The following examples illustrate methods for carrying out the invention and should be understood to be illustrative of, but not limiting upon, the scope of the invention which is defined in the appended claims .

EXAMPLES
Example 1 : Steam Conditioned Smokeless Tobacco
Tobacco with 4-6% moisture content is transferred into chamber that is freely vented to the atmosphere. In the chamber the tobacco is treated with steam having a temperature between 100°F and 115°F and at a steam rate of about 100 pounds per hour. During the steam
processing, the tobacco is continuously mixed using a double paddle mixer for 30 minutes. The temperature of the tobacco reaches 110°F during the steam conditioning. Steam and vaporized organoleptic compounds are vented from the chamber during the process. After completion the tobacco is cooled to room temperature. The final moisture content of the tobacco is about 25% by weight. Upon tasting the smokeless tobacco is found to have reduced bitterness and more favorable organoleptic propertes .

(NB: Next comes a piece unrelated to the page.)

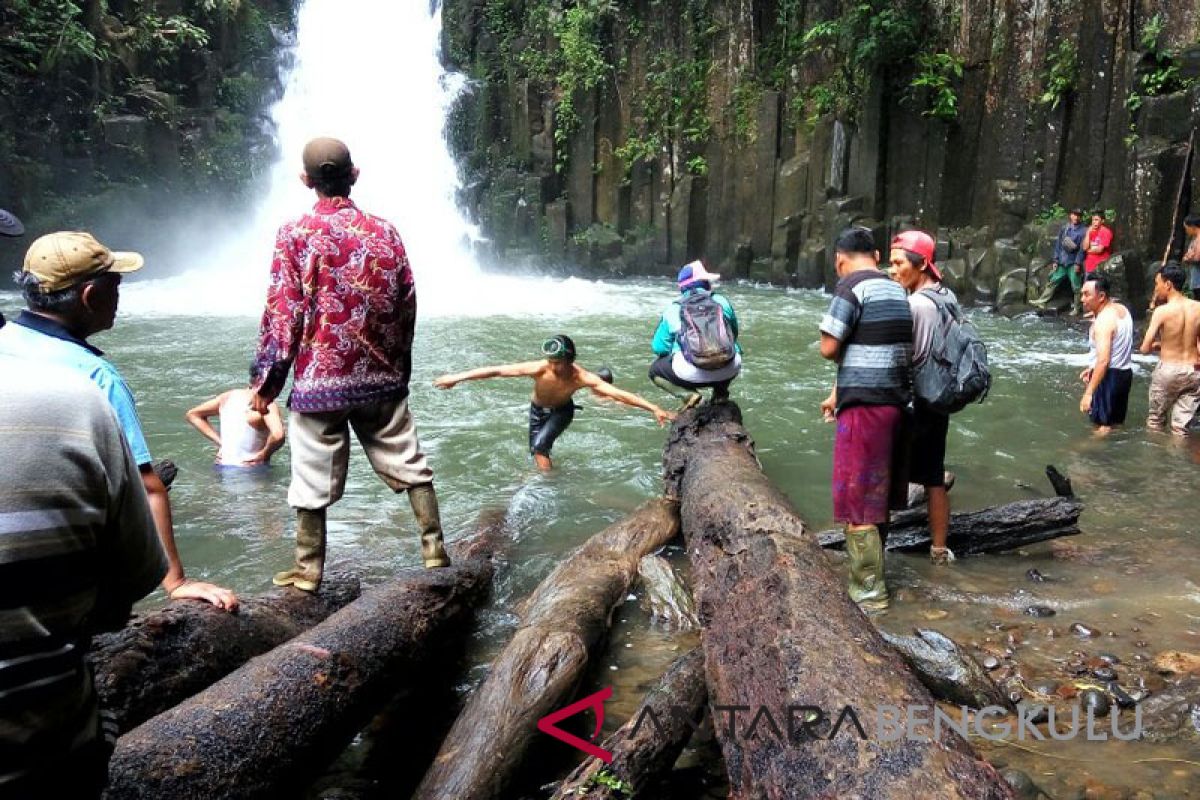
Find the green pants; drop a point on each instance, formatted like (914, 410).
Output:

Example 2: Heated Mechanical Pressure Conditioned Smokeless Tobacco
Tobacco having an approximately 20 weight % moisture content is metered at a rate of about 180 pounds per hour in a twin screw extruder, Wenger TX-57 34:1L/D, with a die set-up. The barrel temperature of the extruder is between 51°F and 176°F and the screw speed is maintained at 110 rpm. The pressure at the shear-lock element is 250 psi while the vent vacuum is kept at 2-8 mm Hg. The temperature of tobacco exiting the extruder barrel is about 82°F. After cooling to room temperature, the moisture of the tobacco exiting the extruder barrel was 12%. Upon tasting the smokeless tobacco is found to have reduced bitterness and have more favorable organoleptic properties .

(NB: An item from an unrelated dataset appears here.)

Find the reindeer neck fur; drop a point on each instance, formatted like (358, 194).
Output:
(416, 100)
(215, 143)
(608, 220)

Example 3: Steam Conditioned and Heated Mechanical
Pressure Conditioned Smokeless Tobacco
Tobacco with 5 to 6% moisture content is transferred into a chamber that is freely vented to the atmosphere. In the chamber the tobacco is treated with steam having a temperature between 100°F and 115°F and at a steam rate of 80 pounds per hour. During the steam processing, the tobacco is continuously mixed using a double paddle mixer for about one hour. The temperature of the tobacco reaches 110°F during the steam conditioning. Steam and vaporized organoleptic compounds were vented from the chamber during the process .
The steam conditioned tobacco, with 30% moisture content, is metered at a rate of 180 pounds per hour in a twin screw extruder, Wenger TX-57 34:1L/D. The barrel temperature of the extruder is between 51°F and 176°F and the screw speed is maintained at 110 rpm. The pressure at the shear-lock element is 100 psi while the vent vacuum is kept at 2-8 mm Hg.
The temperature of tobacco exiting the extruder barrel is about 82°F. After cooling to room temperature, the moisture of the tobacco exiting the extruder barrel is 22%.

Numerous modifications and variations in practice of the invention are expected to occur to those skilled in the art upon consideration of the foregoing detailed description of the invention. Consequently, such
modifications and variations are intended to be included within the scope of the following claims.